Sayangnya, kebahagiaan itu hanya berlaku di luar kamar sepasang suami istri pemilik rumah.

Di dalam kamar, Irena kembali diam dan memberi ponselnya pada Fandi.

“Lihat ini! Jadi ini yang membuat kamu merasa hidup berwarna itu? Dikirim poto menggugah h@srat kelelakianmu. Begitu, Mas?” Irena kembali menitikkan air mata.

“Aku kira kamu serius ingin kita kembali bersama, tapi dengan menemui Indah serta peduli padanya terus. Percuma kamu cabut ajuan permohonan talak itu Mas. Percuma!” Wanita itu benar-benar hancur.

Andai tak ada mertua di kediamannya sekarang. Irena ingin menjerit dan melampiaskan amarahnya.

“I—ini,” ucap Fandi terbata-bata.

Foto seksi Indah dan foto bu gilnya dikirim Indah ke nomor W******p Irena.

Nekad!

Fandi tak bisa mengelak, dirinya tak menyangka Indah senekad itu.

Fandi diam seribu bahasa, tak bisa mengelak dan tak mampu mengatakan iya.

Membuat kamar itu hening, Irena meringkuk di ranjang tanpa suara.

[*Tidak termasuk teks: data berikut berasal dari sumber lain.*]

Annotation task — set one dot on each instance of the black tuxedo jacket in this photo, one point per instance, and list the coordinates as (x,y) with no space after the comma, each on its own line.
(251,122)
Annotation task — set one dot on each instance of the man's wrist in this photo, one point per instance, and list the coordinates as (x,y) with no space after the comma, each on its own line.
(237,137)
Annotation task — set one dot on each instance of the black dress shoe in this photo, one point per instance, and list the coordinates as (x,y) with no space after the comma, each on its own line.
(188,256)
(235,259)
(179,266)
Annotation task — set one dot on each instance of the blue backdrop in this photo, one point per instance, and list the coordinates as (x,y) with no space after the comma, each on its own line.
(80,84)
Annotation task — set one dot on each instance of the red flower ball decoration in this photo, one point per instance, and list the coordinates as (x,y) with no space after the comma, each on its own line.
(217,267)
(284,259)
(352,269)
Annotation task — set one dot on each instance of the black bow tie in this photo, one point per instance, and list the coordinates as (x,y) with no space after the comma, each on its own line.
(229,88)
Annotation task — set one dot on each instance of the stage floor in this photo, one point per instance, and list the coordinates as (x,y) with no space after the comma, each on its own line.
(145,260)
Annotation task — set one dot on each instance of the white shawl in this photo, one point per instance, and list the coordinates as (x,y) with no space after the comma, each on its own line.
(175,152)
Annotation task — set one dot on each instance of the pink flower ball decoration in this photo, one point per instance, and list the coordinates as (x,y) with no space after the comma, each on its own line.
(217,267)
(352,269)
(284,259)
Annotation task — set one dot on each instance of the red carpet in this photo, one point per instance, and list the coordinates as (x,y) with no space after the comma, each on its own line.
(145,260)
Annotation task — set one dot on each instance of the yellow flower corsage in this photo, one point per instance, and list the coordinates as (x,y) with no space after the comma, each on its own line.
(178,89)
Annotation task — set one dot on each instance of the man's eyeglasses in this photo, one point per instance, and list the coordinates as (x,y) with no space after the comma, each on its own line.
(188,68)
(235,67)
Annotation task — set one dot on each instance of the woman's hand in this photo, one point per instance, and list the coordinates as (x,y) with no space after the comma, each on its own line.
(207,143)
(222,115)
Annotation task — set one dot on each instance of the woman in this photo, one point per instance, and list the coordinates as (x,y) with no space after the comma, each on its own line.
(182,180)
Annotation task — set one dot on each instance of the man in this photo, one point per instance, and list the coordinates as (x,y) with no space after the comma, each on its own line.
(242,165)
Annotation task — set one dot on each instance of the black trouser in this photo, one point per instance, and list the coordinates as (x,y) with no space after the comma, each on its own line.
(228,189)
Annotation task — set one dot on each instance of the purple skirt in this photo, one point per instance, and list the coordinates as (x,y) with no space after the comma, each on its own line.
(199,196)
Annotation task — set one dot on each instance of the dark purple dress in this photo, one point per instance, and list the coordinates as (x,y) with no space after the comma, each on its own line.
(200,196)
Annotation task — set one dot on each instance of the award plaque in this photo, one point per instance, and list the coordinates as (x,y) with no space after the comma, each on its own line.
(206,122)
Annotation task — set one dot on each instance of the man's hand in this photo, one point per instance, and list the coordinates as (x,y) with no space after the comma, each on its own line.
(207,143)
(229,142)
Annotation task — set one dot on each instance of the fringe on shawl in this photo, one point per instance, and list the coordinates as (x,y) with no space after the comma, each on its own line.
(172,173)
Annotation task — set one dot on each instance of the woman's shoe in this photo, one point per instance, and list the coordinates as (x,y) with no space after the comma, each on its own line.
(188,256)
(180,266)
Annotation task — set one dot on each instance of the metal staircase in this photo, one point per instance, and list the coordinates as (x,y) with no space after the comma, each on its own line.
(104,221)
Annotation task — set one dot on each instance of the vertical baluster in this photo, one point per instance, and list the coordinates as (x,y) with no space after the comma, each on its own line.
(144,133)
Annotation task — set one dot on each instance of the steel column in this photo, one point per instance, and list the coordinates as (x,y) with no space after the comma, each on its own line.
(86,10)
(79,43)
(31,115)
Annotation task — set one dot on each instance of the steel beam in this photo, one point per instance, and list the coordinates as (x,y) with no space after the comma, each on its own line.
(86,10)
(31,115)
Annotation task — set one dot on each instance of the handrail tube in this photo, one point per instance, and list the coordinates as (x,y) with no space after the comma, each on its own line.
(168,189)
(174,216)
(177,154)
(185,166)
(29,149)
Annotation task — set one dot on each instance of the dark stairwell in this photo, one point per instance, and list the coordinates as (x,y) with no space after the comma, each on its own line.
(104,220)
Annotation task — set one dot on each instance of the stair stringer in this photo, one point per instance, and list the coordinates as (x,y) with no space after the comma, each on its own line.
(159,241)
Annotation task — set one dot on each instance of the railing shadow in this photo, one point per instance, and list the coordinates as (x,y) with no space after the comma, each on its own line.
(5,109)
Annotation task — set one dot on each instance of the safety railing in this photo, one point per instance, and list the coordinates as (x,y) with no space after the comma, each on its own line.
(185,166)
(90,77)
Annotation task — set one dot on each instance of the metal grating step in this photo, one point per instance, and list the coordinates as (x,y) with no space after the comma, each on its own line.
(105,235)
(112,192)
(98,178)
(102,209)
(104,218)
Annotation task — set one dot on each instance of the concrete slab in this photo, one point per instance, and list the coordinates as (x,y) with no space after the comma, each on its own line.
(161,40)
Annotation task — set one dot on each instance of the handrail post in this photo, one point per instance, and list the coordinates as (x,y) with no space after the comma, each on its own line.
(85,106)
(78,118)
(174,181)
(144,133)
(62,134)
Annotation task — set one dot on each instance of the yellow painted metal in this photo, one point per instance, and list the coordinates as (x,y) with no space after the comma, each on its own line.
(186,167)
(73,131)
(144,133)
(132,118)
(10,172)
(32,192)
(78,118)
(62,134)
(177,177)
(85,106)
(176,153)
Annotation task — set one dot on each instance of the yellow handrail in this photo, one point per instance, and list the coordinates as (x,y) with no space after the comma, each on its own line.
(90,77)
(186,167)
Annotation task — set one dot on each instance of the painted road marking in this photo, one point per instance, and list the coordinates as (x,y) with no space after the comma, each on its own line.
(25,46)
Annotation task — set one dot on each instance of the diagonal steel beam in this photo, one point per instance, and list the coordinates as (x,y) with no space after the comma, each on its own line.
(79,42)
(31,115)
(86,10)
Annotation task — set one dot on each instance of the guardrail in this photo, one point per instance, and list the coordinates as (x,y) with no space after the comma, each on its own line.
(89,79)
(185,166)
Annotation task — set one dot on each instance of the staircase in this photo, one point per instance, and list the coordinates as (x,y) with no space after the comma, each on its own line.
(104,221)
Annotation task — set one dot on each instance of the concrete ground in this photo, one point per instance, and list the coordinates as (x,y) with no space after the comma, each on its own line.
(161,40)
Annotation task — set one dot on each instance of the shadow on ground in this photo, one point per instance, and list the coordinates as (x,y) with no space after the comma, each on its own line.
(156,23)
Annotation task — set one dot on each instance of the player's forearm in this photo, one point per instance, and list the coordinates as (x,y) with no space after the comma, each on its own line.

Meski hatinya sakit dan air matanya tak henti mengalir.

Tak ingin menambah masalah, Fandi keluar dari kamar dan menuju ke arah dapur. Lelaki tampan itu meneguk air putih hingga habis satu gelas.

Rasanya haus, tenggorokannya kering hingga tak bisa berkata apa pun.

Fandi menghela napas panjang berkali-kali. Saat dirinya hendak kembali ke kamar, sang ibu keluar dari kamar yang dihuninya.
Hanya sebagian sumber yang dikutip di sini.